When airplanes are in the air, they appear to be motionless while the ground moves rapidly below them at a speed of 1,670 kilometers per hour (1,037 miles per hour), which is equivalent to 27.83 kilometers per minute (17.29 miles per minute) or 0.46 kilometers per second (0.29 miles per second). Based on their reasoning, if you were to leap into the air for a total of 3 seconds, you would find yourself 1.39 kilometers (0.86 miles) westward from your original position.
Now you’ll observe that the world is not teeming with children soaring off their trampolines and zooming through the air at velocities surpassing those of commercial airliners. This is highly unlikely to occur. However, it is not because the Earth isn’t spinning, as they suggest.
You understand the concept of inertia and how it relates to the movement of objects on Earth. Objects in motion will continue to move in a straight line at a constant velocity unless acted upon by an external force. That’s the reason why, when you jump straight up, whether it’s from the ground or inside a truck with no windows, you end up back where you started.
To change course, one must exert a force in the desired direction, such as propelling oneself forward through a jump or an aircraft ejecting mass. Planes don’t possess any extraordinary abilities that exempt them from inertia. Therefore, when they depart from the rotating Earth, they need to utilize energy in order to transport you to destinations like Hawai’i.
There is another misconception in the post regarding the assumption that our atmosphere remains unchanged while the Earth rotates beneath it. That is not accurate. Just as the Earth rotates, it carries the majority of our atmosphere due to the effects of frictional forces. Imagine a world where the atmosphere doesn’t move along with our planet. In such a scenario, you could take advantage of the incredibly fast wind speeds to reduce flight time. However, the constant onslaught of extremely strong winds would likely make you less worried about the duration of your flights and more concerned about the challenging conditions you’d face every waking moment.
Interestingly, traveling westward (against the Earth’s rotation) actually results in a slightly longer flight duration compared to traveling eastward.

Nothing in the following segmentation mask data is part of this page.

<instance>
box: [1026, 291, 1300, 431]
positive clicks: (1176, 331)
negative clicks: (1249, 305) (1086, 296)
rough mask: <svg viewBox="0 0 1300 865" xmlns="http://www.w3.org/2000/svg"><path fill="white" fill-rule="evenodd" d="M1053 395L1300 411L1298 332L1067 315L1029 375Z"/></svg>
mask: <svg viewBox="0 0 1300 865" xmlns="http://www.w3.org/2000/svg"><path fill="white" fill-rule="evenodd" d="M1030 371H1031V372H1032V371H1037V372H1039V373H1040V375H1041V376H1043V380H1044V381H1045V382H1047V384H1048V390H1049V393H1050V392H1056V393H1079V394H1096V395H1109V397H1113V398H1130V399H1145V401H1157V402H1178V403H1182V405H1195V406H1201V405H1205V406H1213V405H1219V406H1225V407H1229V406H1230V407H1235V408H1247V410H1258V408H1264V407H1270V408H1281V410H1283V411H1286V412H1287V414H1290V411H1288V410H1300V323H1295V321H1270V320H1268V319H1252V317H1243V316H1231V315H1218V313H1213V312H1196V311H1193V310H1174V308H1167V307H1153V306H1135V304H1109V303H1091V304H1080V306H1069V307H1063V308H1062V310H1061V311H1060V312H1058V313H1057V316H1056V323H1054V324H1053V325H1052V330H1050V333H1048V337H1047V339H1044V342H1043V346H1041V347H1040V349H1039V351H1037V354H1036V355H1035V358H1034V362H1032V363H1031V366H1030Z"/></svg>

“Jet streams are the reason behind the faster flights when traveling eastwards,” as explained by Simple Flying. “In simple terms, these are rapid-moving, slender air currents in the atmosphere that are typically located at high altitudes.”

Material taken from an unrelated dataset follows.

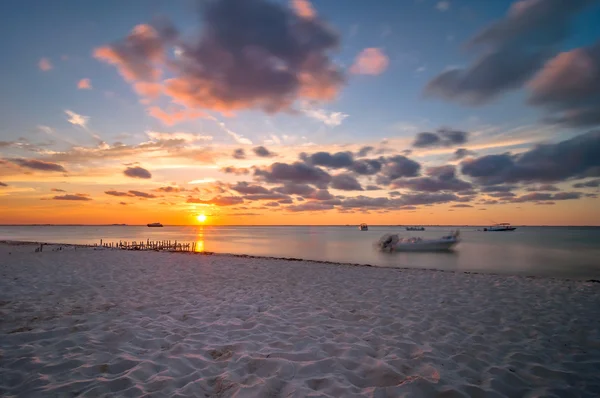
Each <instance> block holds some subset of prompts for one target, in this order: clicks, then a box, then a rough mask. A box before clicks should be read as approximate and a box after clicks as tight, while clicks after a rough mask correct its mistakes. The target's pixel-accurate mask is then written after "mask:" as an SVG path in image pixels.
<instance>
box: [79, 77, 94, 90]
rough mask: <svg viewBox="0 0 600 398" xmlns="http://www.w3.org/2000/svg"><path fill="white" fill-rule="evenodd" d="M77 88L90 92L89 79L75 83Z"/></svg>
mask: <svg viewBox="0 0 600 398" xmlns="http://www.w3.org/2000/svg"><path fill="white" fill-rule="evenodd" d="M77 88H78V89H80V90H91V89H92V82H91V81H90V79H81V80H80V81H79V82H78V83H77Z"/></svg>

This is somewhat related to the Earth’s rotation and the heating of the atmosphere by the Sun. Being knowledgeable about the Earth’s rotation and its impact on jet streams is crucial.
“As you move towards the poles, the track a point takes in its daily rotation becomes smaller,” explains NASA. “At 60° North or South latitude, the track covers only half the distance compared to the equator, resulting in a slower travel speed for a point.” When air (or water) moves from high latitudes to low latitudes, there is a tendency for it to lag behind, resulting in a noticeable eastward wind for someone on the surface. However, air that moves from low latitudes to high latitudes is deflected towards the west. Additionally, the movement of air or water is redirected to the right in the northern hemisphere and to the left in the southern hemisphere.
Flight times can be influenced by the rotation of the Earth due to its impact on wind speed and direction. However, it is not possible to just take off in a plane and expect the Earth to move below you. We are not in a cartoon like Looney Tunes.